A row over resettling Syrian refugees in the United States is raging nationwide.
Some Republicans like billionaire businessman and presidential hopeful Donald Trump are warning that so-called Islamic State could be trying to smuggle militants into the country.
“This could be the greatest Trojan Horse of all time,” Trump told a campaign rally at Worcester, Massachusetts.
“You look at that migration and I am looking at it. And I am the first one to bring it up. Three weeks ago, I am sitting. I said: ‘Isn’t that a shame.’ Then I said to myself: ‘Wow, they are all men.’ And then you look at what five or six people did in Paris. And we have to get smart.”
Reports that at least one attacker in Friday’s Paris massacre may have slipped into Europe among migrants registered in Greece has prompted several Western countries to question their willingness to take in refugees.
But Democrats like Colorado Governor John Hickenlooper, see things very differently.
“The majority of the Syrian refugees are women, children and elderly,” he said on Wednesday.
“It has been pointed out that many of these families are the families of people that exemplified American values, opposed the other factions in Syria, really were our allies.”
“Welcoming the world’s vulnerable who seek the safety of America is not new to us,” tweeted President Barack Obama, standing by his pledge to admit some 10,000 refugees from Syria within the next year.
The White House says Obama would veto a proposal from Republican lawmakers in the US House of Representatives, calling for additional scrutiny of refugees from Syria or Iraq.
The proposed requirements “would provide no meaningful additional security for the American people, instead serving only to create significant delays and obstacles in the fulfillment of a vital program that satisfies both humanitarian and national security objectives,” it said.
Both the House of Representatives and the Senate would have to approve the legislation for it to get to Obama.
The United Nations refugee agency (UNHCR) has expressed concern about reactions in some countries in the aftermath of last weekend’s events in France.

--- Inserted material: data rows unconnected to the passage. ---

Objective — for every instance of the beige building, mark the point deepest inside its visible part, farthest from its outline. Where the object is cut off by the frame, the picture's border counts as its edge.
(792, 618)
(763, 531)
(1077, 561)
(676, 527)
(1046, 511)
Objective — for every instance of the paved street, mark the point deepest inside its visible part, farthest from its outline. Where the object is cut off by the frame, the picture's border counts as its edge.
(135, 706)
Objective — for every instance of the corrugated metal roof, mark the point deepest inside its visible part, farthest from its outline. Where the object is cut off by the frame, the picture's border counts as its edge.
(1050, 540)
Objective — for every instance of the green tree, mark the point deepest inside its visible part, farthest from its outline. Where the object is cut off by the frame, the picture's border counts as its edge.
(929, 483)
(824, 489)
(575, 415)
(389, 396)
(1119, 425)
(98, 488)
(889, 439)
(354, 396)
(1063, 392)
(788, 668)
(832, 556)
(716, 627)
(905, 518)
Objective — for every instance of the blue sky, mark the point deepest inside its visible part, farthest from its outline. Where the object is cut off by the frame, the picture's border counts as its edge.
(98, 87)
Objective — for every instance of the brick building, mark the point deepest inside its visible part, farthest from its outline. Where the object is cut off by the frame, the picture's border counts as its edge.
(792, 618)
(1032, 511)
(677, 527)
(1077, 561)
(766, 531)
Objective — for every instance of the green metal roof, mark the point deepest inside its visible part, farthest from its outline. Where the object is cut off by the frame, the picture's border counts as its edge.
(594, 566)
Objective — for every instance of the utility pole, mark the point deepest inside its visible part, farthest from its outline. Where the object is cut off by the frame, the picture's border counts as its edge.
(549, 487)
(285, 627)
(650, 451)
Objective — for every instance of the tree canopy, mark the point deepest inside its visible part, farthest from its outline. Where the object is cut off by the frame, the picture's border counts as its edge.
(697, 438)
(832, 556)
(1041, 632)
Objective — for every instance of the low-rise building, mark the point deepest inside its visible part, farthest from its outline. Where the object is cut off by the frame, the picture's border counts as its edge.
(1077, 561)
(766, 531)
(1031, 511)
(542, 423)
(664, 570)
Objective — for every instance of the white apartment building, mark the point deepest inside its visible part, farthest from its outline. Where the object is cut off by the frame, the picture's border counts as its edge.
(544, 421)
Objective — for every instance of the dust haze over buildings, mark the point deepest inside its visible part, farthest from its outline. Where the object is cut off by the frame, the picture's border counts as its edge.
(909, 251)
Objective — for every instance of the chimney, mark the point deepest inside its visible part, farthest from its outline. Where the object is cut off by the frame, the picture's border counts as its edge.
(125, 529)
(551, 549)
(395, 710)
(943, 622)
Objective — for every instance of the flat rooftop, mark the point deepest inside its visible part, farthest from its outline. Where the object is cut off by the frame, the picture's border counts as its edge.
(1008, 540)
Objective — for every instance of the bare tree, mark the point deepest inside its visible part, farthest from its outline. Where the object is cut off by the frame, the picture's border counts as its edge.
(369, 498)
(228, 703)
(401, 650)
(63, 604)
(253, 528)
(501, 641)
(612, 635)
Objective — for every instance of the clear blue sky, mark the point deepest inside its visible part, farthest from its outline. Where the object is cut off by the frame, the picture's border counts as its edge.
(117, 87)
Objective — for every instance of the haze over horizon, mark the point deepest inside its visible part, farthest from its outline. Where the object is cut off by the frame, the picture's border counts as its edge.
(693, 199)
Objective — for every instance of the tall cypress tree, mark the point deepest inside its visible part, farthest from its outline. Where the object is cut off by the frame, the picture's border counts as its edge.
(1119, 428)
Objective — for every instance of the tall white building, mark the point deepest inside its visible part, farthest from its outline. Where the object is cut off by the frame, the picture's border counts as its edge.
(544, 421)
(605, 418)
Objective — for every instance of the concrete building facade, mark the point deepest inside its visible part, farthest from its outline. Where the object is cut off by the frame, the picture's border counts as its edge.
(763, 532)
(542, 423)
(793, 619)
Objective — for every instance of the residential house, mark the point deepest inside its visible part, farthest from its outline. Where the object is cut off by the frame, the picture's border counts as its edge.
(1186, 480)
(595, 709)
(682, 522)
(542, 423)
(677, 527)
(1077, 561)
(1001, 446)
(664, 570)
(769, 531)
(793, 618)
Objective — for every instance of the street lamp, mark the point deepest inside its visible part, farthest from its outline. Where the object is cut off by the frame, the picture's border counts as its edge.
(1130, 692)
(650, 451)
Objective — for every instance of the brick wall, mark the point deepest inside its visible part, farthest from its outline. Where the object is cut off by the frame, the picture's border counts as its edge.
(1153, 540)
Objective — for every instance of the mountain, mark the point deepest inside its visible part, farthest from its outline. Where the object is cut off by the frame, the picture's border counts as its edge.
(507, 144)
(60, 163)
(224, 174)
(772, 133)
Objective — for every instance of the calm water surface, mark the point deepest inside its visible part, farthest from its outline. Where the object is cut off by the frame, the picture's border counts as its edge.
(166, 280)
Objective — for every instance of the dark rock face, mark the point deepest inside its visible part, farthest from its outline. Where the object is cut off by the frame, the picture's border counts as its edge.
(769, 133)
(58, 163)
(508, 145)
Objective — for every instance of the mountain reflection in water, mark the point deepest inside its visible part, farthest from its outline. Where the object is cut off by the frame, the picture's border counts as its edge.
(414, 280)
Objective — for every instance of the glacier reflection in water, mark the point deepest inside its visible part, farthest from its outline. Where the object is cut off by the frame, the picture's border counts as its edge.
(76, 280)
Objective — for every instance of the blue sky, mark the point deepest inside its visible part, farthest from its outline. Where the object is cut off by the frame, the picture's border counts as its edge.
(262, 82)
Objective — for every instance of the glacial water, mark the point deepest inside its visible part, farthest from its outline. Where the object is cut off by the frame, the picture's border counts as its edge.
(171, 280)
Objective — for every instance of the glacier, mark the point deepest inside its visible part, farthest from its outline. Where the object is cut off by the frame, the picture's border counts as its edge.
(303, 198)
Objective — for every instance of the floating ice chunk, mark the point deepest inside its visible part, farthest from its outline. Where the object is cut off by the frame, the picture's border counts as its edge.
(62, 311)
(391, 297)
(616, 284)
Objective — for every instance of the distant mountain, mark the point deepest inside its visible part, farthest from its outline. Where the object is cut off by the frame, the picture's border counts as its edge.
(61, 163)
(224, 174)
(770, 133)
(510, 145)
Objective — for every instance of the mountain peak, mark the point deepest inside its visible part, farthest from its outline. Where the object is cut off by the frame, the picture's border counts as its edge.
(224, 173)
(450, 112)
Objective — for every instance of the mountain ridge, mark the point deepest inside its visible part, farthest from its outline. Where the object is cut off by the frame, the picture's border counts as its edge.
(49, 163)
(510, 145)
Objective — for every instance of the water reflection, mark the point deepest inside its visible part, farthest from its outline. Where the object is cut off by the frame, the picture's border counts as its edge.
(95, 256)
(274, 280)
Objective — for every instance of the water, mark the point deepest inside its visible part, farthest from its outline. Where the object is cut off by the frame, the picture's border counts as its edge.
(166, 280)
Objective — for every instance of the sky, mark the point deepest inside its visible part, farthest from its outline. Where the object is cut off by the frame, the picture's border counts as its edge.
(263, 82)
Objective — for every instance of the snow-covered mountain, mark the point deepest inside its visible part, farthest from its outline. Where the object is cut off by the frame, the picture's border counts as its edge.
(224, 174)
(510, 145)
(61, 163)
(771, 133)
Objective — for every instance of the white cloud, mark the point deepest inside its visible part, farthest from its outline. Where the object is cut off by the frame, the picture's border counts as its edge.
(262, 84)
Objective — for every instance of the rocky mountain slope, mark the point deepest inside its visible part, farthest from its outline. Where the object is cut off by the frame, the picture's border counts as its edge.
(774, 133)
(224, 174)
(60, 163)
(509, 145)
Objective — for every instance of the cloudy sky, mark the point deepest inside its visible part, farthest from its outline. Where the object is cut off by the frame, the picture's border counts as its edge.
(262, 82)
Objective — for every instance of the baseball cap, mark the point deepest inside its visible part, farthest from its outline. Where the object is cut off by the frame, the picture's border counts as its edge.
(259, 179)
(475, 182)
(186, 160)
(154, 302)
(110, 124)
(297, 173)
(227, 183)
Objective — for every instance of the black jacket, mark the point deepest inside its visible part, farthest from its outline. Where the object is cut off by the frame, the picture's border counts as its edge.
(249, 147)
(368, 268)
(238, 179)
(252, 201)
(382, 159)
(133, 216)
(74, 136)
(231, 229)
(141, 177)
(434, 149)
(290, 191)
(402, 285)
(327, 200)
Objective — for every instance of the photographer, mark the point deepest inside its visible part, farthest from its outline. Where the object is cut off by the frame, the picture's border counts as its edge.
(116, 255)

UNHCR spokesperson Melissa Fleming has stressed that the vast majority of those coming to Europe are fleeing persecution and conflict.
“Many are fleeing extremism and terrorism – from the very people associated with the Paris attacks,” she said.
“A world that welcomes Syrians can help defeat extremism. But a world that rejects Syrians, and especially Muslim refugees, will just feed into their propaganda.”